Reading 08

Corporate personhood is the idea that although corporations are not natural people, they are legal people, and as such, they are legally afforded the rights that a natural person has where applicable. This is an interesting concept because at the end of the day, corporations are just a collection of people (and money). Because of this, it’s inevitable that we should have to consider what they should be allowed to do and what limitations can be placed on them. I like Kent Greenfield’s point that corporations should be more like people because it feels like a natural move to make. And if the contention surrounding corporate personhood is a result of questions of what they ought to do and what’s fair, the human aspect would help keep that in perspective in contrast to the inherent profit-driven motivations of corporations themselves. The debates about corporations having freedom of speech and freedom of religion seem to be just another attempt to control what other people say and do, which really is only an issue when you disagree with what they’re saying and doing. If at the end of the day, corporations are run by people, it’s hard for me to see how you can separate the two and ask (or legally force) people to do things that go against their personal beliefs, especially if their company is not public. It is troubling that the legal precedence for this idea was founded on a series of lies and untruths that were never corrected, but that doesn’t necessarily mean the idea itself is a bad one.

In the case of IBM’s involvement in Nazi Germany, I think it was an unethical act on the company’s part. We spent the beginning of the semester discussing how technology developers are ethically responsible for considering the implications of their creations, but even if this wasn’t taken into account, IBM is culpable because they knew what their products were being used for, and they actively continued to support Nazi efforts by maintaining the machines and providing materials and means for so many people to be unjustly killed. Even though I’m willing to give the benefit of the doubt that maybe IBM didn’t know what it was getting into initially with the creation of the census system, the company had multiple chances to step away after that when things escalated.

From a Catholic perspective, corporations should definitely refrain from doing business with immoral/unethical organizations and people. As Catholics, we are supposed to avoid scandal. This means not only scandal in the sense of committing sins but also scandal as defined by leading others to believe that something immoral or sinful is okay even if you don’t actually believe it’s okay and you never committed the sin yourself as Father Mike Schmitz describes it. Therefore, even if a company does not directly and actively commit the immoral and unethical acts themselves, doing business with immoral or unethical organizations and people can lead to scandal because others may believe that what they’re doing is okay since you didn’t find anything wrong with it that would cause you to stop doing business with them.

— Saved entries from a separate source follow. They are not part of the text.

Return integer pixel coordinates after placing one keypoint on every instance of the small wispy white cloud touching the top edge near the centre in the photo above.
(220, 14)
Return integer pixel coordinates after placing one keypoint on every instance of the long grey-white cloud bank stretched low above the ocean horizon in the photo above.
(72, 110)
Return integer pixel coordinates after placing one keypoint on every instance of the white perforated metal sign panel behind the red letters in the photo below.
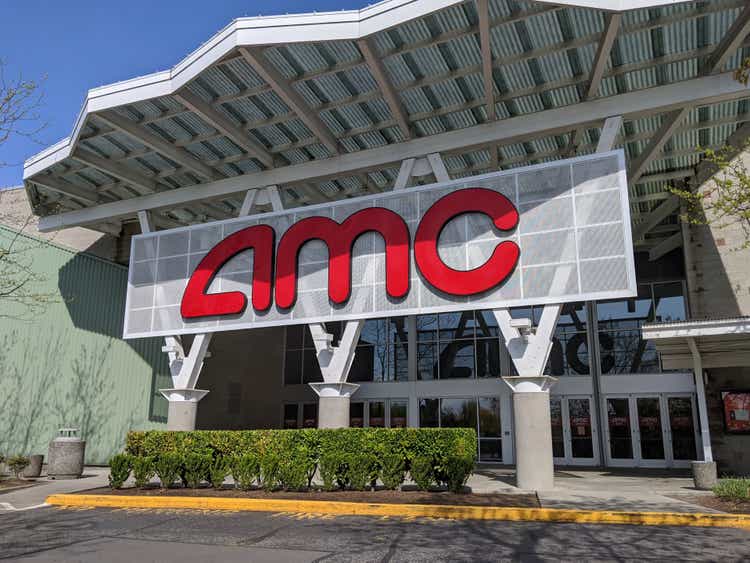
(573, 234)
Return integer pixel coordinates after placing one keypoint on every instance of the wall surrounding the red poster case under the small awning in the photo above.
(731, 451)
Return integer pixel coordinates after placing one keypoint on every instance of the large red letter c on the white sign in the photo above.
(466, 282)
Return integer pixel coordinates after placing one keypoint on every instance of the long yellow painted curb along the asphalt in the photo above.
(406, 510)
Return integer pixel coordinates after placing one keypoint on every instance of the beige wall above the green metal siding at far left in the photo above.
(15, 212)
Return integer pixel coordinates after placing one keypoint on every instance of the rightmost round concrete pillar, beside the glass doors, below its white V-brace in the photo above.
(533, 431)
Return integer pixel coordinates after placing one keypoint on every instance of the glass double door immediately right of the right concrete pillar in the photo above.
(573, 431)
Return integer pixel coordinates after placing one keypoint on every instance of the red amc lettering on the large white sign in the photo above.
(340, 238)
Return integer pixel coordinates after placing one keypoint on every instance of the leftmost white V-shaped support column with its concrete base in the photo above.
(183, 397)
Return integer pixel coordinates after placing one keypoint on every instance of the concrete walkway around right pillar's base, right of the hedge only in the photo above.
(597, 489)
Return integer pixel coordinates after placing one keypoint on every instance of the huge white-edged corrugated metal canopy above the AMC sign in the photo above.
(68, 185)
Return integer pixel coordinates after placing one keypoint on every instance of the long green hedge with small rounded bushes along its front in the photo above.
(353, 458)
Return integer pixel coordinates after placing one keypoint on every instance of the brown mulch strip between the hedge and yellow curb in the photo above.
(379, 496)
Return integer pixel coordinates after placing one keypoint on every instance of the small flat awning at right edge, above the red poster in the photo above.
(720, 342)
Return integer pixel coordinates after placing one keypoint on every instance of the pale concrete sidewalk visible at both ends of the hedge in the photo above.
(583, 489)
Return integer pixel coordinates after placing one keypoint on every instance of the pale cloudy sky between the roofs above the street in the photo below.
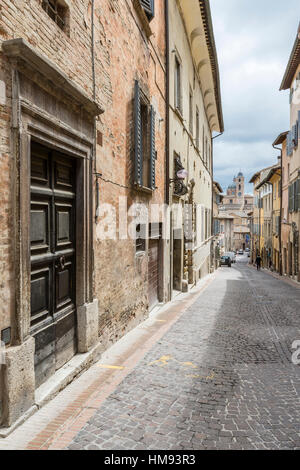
(254, 41)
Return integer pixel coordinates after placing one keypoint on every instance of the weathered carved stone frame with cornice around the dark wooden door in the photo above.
(49, 108)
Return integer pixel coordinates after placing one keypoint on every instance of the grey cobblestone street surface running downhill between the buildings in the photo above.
(221, 378)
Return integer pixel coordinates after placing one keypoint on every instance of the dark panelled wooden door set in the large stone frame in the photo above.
(52, 229)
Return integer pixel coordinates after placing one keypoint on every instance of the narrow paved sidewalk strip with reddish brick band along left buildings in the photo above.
(55, 425)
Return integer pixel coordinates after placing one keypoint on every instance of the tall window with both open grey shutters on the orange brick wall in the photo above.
(144, 140)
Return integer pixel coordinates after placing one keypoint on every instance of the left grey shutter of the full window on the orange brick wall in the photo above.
(138, 136)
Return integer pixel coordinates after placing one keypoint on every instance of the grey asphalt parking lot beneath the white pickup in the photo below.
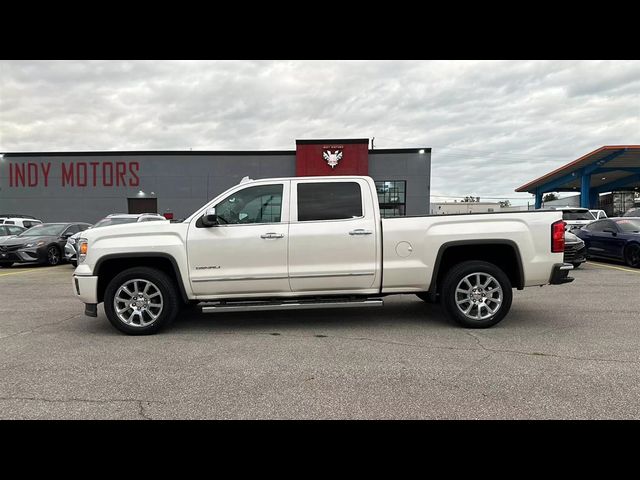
(564, 352)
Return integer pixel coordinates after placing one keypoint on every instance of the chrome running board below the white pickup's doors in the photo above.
(249, 306)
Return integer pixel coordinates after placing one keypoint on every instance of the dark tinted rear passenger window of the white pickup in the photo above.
(329, 201)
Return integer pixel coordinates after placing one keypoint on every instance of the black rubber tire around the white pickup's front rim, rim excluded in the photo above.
(171, 301)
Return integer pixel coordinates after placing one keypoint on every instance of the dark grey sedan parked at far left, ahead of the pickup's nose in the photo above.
(40, 244)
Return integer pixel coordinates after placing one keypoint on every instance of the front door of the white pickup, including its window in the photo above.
(246, 253)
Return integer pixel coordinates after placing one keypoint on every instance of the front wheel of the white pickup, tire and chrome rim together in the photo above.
(141, 301)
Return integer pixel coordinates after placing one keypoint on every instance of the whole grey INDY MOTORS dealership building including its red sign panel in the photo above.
(86, 186)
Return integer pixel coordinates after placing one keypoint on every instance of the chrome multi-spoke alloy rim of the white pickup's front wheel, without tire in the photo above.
(138, 302)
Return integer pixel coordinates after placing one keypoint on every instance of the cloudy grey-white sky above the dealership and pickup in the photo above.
(492, 125)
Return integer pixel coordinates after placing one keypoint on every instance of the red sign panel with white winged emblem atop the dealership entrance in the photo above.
(332, 157)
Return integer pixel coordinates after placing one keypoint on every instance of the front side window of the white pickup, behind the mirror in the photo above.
(260, 204)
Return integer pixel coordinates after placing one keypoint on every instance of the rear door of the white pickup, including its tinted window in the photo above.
(332, 237)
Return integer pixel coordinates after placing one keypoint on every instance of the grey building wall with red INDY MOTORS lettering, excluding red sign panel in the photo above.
(59, 187)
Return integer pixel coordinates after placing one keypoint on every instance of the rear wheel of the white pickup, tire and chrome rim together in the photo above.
(476, 294)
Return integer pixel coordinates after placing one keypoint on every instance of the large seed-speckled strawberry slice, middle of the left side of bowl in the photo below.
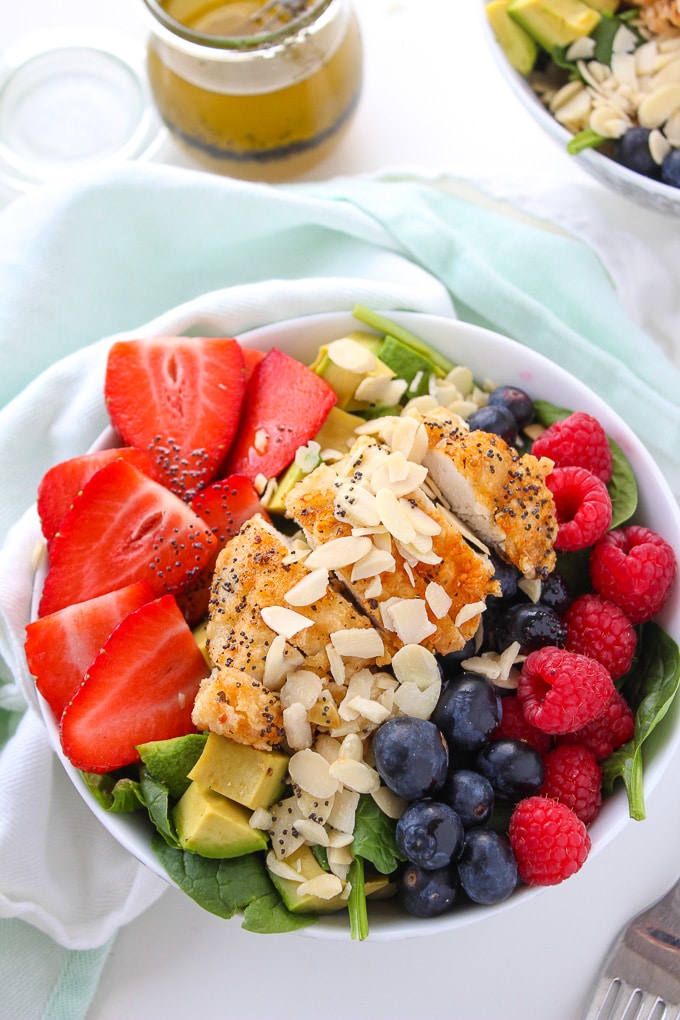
(124, 528)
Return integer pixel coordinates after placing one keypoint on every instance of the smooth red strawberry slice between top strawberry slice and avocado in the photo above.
(286, 405)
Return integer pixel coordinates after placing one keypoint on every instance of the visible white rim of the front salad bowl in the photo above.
(489, 355)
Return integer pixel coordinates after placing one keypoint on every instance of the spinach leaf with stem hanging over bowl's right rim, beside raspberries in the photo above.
(650, 689)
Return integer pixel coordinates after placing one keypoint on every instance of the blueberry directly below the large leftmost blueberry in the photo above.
(430, 834)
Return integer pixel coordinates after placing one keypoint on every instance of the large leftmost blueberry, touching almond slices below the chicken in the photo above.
(411, 757)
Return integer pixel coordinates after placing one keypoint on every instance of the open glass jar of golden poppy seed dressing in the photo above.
(257, 90)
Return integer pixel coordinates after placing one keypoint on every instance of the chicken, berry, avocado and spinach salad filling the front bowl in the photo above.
(362, 629)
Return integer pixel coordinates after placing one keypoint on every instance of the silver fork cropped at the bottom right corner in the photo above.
(641, 977)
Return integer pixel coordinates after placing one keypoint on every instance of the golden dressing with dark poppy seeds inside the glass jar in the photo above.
(258, 135)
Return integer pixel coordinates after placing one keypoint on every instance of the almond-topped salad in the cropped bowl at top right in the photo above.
(608, 71)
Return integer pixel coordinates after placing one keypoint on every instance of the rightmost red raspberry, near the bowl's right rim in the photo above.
(635, 568)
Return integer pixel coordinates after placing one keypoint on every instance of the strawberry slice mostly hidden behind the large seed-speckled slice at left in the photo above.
(63, 483)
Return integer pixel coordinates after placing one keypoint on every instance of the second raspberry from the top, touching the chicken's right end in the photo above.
(583, 505)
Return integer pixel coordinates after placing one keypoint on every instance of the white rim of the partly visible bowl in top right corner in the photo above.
(645, 191)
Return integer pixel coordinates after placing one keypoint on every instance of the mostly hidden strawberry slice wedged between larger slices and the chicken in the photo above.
(224, 506)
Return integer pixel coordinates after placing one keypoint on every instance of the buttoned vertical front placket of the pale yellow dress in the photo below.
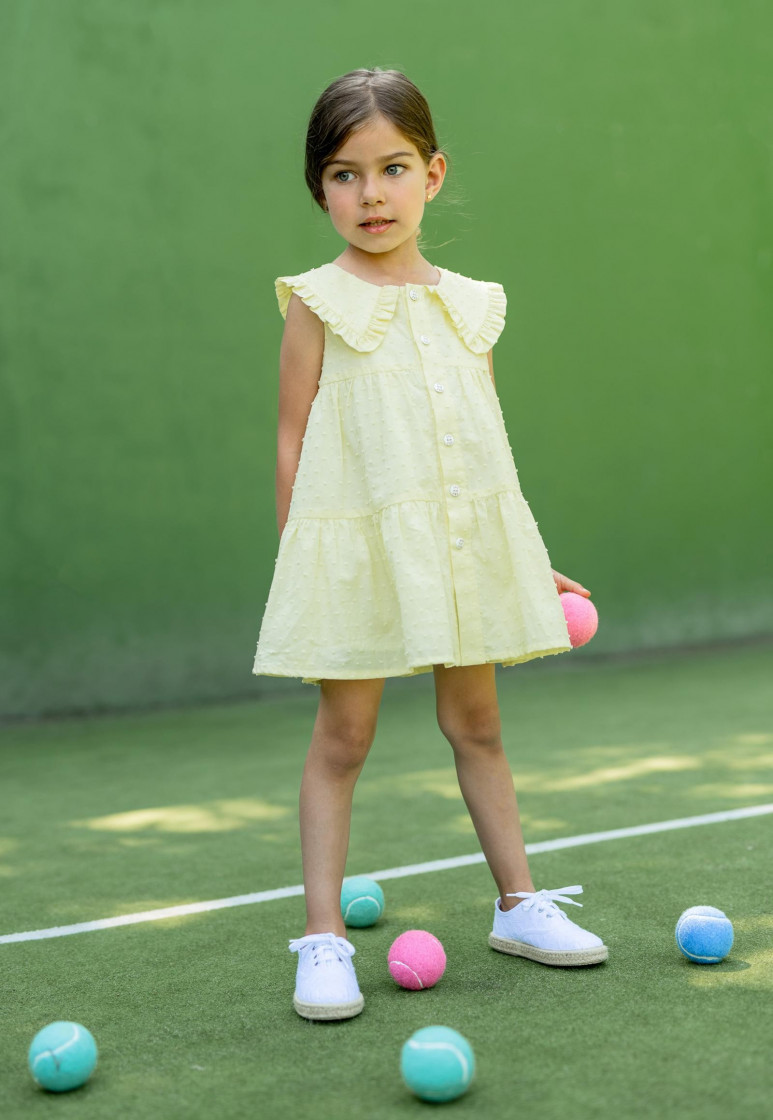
(459, 507)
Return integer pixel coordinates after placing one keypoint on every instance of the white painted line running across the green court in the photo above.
(390, 873)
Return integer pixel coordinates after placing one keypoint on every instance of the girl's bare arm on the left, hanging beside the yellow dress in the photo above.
(300, 368)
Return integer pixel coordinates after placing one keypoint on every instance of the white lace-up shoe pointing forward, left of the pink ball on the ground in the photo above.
(327, 985)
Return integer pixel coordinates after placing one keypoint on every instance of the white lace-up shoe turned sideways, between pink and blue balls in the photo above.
(539, 930)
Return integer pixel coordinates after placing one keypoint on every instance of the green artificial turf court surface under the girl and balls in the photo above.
(193, 1015)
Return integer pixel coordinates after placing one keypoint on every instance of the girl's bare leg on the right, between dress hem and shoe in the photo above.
(469, 716)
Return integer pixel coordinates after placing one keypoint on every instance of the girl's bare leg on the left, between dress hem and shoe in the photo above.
(343, 734)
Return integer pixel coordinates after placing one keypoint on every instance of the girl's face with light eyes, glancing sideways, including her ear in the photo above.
(377, 185)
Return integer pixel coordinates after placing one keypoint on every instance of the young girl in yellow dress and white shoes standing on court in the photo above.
(406, 544)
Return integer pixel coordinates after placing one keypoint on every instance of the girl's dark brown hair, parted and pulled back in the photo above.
(356, 99)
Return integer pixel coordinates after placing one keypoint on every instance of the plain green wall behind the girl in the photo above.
(612, 165)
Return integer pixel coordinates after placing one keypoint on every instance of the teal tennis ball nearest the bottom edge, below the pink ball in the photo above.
(437, 1065)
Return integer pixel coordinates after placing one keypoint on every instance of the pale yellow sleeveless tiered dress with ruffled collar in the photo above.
(408, 542)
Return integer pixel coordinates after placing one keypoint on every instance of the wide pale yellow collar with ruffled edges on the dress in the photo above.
(361, 312)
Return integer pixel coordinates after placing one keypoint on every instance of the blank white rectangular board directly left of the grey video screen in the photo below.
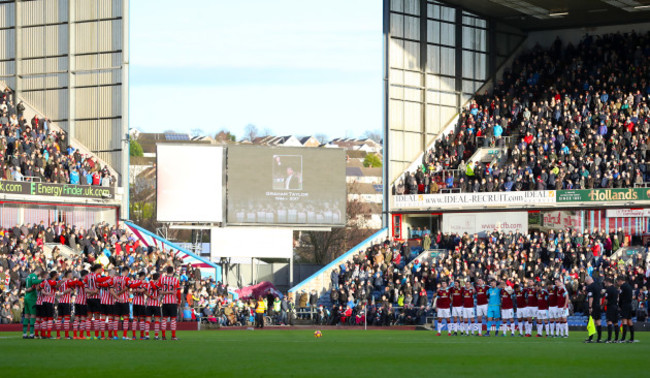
(189, 183)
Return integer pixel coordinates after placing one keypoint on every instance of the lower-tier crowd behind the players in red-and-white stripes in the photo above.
(60, 246)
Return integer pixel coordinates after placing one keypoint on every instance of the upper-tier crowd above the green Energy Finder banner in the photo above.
(34, 149)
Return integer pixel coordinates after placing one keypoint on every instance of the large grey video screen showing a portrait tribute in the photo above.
(286, 185)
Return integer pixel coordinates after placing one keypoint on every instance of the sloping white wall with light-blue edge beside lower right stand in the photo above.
(320, 281)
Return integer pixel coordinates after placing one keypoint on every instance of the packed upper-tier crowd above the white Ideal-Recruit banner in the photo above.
(567, 117)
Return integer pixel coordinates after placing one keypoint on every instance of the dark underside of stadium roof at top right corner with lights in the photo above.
(532, 15)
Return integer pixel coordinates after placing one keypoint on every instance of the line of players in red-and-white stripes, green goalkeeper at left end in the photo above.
(101, 302)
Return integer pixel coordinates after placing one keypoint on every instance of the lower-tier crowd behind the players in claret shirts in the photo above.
(399, 287)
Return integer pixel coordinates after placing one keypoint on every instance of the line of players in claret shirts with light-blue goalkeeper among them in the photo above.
(536, 303)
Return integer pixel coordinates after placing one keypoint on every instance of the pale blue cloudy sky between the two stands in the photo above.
(300, 67)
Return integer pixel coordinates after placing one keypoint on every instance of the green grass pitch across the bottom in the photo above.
(339, 353)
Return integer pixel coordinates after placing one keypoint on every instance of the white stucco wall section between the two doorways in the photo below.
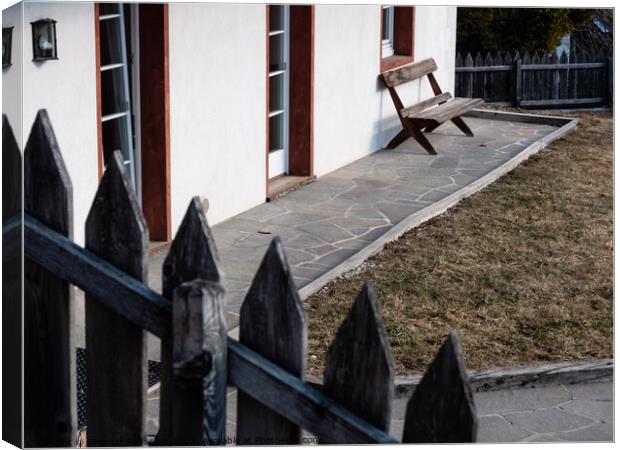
(217, 107)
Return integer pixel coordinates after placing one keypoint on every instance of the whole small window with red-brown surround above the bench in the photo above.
(397, 33)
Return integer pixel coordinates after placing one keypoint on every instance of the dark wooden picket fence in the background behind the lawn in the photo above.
(537, 81)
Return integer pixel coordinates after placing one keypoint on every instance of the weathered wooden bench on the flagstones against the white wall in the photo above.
(430, 113)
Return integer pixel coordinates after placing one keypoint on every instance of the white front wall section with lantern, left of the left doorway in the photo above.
(66, 88)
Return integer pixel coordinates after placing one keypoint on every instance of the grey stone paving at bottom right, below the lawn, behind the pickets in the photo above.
(577, 413)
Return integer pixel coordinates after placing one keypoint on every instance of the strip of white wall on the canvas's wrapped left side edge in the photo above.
(12, 76)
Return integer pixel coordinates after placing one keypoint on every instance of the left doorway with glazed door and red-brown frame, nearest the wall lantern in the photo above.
(132, 57)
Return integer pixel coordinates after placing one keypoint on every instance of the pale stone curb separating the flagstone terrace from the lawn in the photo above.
(437, 208)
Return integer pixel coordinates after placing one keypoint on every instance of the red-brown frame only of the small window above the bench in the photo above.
(403, 37)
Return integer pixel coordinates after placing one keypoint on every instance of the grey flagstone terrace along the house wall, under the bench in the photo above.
(325, 223)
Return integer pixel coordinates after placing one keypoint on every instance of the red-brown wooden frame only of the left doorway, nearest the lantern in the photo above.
(154, 116)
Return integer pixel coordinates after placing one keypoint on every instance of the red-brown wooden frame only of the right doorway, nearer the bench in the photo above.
(301, 93)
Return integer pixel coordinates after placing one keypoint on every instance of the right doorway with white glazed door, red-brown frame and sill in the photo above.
(290, 76)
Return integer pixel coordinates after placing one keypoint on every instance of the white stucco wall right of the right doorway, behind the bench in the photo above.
(353, 113)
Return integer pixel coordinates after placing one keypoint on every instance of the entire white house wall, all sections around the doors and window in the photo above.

Going back to the idea of corporate personhood, it would seem foolish to give corporations the same legal status as individual natural persons without also placing the limitations on corporations that are placed on individuals. As individuals, we are not allowed to kill or steal or do things of this nature, but the law doesn’t necessarily punish all unethical behavior and it doesn’t require anyone to fully behave ethically. I don’t think it’s possible to expect or force corporations to have the same ethical obligations and responsibilities as individuals do because they are not exactly the same by nature. However, it is important to put checks on corporations because they can have a lot of power and influence on many people, and if it was left up to the corporations to decide, they probably wouldn’t always make the ethical choice because it could result in backlash or the corporation’s death. As much as the idealist in me would like everyone and all corporations to always make good decisions, the reality is that this likely wouldn’t happen on its own.